The Senate is expected to take up final approval of the measure this 
week, after giving a preliminary OK on Tuesday to the bill and 
amendments proposed by the Senate Judicial Proceedings Committee.

The bill will now allow people charged with use or possession of 
marijuana to argue before a judge that they did so out of medical 
necessity. If a judge agrees, the person would be found not guilty of 
the charge.

Additionally, the bill proposes a work group to come up with a model 
program to allow patient access to marijuana by 2013. The program 
would be through an academic medical research institution and would 
require further legislation before it could be implemented.

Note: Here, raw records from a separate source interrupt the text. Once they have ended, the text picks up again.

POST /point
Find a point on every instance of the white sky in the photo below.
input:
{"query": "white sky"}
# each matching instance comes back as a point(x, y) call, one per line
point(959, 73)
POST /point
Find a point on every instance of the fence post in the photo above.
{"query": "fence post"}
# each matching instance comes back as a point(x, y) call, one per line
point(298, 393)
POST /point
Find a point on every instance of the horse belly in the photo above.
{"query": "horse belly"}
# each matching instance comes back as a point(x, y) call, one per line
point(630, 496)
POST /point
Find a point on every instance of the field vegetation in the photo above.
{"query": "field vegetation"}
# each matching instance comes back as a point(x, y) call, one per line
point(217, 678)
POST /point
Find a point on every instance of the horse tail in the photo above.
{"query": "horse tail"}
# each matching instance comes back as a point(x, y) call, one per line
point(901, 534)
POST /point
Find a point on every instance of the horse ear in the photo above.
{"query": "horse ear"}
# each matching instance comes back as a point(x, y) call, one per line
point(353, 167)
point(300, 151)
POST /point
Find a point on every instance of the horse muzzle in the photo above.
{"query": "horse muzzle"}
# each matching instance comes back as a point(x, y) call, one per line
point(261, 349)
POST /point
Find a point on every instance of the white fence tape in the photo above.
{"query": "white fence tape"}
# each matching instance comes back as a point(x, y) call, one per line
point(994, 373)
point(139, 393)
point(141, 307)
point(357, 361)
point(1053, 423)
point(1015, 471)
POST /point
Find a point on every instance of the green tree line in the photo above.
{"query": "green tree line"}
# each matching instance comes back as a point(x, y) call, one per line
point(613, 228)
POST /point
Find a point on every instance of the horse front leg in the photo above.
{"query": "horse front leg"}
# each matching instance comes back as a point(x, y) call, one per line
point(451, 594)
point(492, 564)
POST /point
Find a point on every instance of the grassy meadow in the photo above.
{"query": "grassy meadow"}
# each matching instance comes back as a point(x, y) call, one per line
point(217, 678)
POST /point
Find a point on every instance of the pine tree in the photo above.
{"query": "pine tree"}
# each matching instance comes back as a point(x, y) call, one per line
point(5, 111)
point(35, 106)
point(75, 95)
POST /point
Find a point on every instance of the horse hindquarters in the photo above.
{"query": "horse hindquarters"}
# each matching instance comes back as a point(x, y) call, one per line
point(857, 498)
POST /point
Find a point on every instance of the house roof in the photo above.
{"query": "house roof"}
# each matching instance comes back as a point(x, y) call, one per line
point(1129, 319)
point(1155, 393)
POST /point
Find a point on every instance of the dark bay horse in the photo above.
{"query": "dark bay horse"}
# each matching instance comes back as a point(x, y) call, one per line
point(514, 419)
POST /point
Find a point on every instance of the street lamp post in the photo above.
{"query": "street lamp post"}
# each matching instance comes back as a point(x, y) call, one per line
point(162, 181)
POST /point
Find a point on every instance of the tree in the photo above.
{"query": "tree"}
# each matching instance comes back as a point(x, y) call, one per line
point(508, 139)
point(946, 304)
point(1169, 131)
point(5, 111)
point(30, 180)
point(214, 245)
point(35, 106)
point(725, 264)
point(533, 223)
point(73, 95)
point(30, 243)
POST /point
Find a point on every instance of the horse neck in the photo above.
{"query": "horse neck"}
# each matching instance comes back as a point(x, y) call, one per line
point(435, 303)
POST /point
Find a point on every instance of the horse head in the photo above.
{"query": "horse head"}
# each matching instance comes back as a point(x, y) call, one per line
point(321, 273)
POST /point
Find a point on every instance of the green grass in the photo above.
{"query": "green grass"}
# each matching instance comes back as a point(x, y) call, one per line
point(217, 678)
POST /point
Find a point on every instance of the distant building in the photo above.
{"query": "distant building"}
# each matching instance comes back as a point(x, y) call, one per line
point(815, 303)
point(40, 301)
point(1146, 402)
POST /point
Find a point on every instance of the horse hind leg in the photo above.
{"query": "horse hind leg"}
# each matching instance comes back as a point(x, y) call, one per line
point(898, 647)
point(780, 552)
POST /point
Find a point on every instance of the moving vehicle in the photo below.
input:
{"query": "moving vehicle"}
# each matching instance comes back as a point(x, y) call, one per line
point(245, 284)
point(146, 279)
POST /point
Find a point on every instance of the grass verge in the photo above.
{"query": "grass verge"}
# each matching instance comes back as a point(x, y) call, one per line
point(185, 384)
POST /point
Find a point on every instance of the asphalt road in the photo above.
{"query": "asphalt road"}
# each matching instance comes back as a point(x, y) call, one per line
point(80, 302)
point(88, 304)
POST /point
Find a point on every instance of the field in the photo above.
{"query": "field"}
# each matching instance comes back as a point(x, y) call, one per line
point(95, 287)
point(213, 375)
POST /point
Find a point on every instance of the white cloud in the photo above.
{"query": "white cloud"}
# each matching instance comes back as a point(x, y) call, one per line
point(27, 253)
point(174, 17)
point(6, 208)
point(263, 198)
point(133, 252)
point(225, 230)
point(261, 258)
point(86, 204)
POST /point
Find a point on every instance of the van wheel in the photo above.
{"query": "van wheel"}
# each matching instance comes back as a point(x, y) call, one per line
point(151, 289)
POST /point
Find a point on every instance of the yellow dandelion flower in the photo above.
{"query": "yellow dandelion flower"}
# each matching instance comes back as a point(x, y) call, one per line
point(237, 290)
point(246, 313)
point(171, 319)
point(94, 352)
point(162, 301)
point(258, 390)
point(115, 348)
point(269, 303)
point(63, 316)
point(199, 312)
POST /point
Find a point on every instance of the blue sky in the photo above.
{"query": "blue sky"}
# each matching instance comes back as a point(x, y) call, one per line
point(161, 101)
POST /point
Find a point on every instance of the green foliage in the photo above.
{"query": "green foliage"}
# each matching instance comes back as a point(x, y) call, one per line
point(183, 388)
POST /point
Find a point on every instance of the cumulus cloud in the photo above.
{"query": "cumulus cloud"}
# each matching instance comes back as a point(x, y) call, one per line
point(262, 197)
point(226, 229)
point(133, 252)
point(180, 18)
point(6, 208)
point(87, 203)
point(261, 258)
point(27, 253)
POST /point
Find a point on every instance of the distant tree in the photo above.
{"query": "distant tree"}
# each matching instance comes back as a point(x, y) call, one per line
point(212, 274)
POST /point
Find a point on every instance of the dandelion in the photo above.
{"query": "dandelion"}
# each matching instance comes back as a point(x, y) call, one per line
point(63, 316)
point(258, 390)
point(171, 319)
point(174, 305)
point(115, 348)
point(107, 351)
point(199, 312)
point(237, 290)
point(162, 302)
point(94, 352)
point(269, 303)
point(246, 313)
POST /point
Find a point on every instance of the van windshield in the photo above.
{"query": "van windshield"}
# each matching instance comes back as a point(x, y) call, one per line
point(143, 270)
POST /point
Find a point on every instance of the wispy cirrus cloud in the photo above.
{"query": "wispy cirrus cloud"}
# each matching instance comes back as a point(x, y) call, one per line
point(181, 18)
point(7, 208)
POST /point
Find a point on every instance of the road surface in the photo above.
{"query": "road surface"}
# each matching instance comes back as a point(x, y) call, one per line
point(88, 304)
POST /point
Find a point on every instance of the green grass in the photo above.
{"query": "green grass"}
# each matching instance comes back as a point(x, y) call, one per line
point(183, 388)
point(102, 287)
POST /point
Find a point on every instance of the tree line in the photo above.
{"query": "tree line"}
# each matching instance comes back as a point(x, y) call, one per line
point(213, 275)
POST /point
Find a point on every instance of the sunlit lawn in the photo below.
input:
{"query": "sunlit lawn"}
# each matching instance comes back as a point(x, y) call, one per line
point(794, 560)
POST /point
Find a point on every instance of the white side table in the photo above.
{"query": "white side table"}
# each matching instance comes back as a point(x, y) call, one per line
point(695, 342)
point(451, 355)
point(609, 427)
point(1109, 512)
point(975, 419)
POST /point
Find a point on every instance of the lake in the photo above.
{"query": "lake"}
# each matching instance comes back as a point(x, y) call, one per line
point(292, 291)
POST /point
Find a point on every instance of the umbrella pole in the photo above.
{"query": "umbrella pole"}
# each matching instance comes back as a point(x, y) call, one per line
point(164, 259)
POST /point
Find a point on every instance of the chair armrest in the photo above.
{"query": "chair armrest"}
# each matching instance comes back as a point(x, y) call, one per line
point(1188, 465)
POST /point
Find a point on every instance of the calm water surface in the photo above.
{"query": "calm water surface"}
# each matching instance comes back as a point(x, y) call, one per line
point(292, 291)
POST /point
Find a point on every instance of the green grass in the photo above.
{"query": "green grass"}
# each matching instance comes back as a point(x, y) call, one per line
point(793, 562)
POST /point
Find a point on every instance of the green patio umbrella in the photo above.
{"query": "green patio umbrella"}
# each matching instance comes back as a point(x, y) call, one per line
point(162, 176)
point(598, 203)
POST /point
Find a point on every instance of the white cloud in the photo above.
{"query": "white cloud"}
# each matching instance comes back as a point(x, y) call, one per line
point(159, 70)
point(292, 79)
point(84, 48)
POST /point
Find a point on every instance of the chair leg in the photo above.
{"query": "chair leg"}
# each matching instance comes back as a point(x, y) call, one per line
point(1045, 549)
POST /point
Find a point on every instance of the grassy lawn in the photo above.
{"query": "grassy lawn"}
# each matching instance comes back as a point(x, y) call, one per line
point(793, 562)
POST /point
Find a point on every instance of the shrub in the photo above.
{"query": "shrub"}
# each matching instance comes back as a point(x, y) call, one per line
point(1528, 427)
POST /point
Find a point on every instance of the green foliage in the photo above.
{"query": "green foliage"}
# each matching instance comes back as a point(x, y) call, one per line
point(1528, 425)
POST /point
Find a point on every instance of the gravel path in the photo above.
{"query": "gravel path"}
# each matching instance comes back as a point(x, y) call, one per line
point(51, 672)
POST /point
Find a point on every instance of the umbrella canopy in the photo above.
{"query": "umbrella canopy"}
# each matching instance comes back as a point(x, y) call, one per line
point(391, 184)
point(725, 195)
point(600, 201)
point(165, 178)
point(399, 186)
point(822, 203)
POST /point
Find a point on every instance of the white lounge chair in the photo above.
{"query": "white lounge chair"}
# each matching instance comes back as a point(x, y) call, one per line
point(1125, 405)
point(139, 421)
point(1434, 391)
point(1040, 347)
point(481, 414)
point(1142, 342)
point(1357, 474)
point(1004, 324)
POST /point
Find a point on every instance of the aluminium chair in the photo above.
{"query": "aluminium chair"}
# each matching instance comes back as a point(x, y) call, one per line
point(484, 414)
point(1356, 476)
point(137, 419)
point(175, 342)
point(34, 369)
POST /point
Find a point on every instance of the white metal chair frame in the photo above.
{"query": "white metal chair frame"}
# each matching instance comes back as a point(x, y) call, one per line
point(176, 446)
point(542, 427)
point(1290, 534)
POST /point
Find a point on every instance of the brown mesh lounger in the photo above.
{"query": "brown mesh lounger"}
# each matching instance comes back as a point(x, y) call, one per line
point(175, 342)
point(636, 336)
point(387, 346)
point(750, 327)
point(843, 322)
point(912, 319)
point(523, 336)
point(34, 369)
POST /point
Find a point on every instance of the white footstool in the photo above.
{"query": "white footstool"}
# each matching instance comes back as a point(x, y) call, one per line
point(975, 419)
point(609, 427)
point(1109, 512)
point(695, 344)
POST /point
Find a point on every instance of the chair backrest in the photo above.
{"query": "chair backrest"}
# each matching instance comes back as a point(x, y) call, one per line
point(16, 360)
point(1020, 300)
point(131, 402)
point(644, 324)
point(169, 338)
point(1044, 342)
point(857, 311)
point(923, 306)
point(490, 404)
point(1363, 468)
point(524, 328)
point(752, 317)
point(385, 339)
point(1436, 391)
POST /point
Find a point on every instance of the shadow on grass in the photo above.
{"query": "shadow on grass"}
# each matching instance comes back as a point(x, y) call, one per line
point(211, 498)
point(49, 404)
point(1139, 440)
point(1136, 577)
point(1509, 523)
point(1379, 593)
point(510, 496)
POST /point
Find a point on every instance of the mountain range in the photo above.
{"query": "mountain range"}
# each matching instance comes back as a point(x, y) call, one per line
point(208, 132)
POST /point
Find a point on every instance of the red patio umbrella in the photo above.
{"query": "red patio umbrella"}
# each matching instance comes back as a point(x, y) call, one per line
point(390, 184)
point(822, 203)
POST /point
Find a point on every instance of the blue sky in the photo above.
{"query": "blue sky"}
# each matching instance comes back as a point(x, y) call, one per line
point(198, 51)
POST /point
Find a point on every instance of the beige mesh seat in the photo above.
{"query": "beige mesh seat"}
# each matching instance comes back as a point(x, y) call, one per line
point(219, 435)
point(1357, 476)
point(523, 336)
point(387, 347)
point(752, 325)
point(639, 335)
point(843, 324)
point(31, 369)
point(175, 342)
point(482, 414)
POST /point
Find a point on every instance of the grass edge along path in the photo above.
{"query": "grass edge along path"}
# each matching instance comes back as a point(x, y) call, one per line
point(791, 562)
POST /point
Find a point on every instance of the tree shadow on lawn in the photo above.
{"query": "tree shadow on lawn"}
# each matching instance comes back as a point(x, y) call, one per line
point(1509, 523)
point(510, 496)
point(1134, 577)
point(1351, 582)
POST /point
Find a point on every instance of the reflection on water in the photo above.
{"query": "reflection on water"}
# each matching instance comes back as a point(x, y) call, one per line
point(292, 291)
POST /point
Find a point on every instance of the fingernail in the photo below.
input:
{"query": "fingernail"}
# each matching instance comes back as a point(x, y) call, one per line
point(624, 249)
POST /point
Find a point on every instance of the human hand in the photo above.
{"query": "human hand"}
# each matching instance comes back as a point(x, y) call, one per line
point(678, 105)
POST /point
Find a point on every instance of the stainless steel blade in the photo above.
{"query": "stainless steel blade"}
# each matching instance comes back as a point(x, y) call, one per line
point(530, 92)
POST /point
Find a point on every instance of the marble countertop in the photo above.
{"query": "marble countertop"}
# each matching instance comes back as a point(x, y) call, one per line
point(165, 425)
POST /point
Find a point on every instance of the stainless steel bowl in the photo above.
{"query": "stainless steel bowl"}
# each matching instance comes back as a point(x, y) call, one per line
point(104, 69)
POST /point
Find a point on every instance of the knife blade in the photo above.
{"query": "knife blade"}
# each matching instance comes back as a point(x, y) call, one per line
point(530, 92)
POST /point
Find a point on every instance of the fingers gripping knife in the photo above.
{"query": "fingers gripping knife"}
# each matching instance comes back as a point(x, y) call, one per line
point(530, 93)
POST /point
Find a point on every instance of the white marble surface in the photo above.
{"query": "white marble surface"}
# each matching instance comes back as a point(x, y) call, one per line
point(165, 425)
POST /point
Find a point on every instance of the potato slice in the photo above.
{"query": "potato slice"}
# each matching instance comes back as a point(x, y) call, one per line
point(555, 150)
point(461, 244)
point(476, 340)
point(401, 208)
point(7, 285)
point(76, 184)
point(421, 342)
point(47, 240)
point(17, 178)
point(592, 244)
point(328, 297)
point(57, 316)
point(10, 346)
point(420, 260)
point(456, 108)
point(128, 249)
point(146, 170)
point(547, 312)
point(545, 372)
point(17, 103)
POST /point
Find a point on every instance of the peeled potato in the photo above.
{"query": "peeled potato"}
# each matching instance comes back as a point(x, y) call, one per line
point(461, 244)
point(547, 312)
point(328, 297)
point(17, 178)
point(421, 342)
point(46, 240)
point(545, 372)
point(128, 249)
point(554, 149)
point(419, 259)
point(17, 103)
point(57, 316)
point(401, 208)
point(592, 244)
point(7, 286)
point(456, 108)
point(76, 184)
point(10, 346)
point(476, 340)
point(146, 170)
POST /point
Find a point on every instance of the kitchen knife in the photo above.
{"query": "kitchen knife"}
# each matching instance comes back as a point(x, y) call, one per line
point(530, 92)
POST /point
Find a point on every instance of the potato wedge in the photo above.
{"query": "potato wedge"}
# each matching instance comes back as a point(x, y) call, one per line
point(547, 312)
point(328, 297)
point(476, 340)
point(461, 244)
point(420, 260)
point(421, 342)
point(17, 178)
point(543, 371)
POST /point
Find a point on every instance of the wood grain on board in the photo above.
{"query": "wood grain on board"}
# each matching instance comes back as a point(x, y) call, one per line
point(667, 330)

Brinkley said he felt the amended bill makes progress, and it is 
helpful to people who want to use an affirmative defense for 
marijuana charges. Under current law, they may use the medical 
defense and have punishment limited to a fine of less than $100, but 
would still be found guilty.

He doesn't think the new bill is perfect -- the original version he 
proposed with Delegate Dan Morhaim, a Baltimore County Democrat, 
would have established medical marijuana as a controlled dangerous 
substance and allowed doctors to prescribe it and pharmacies to dispense it.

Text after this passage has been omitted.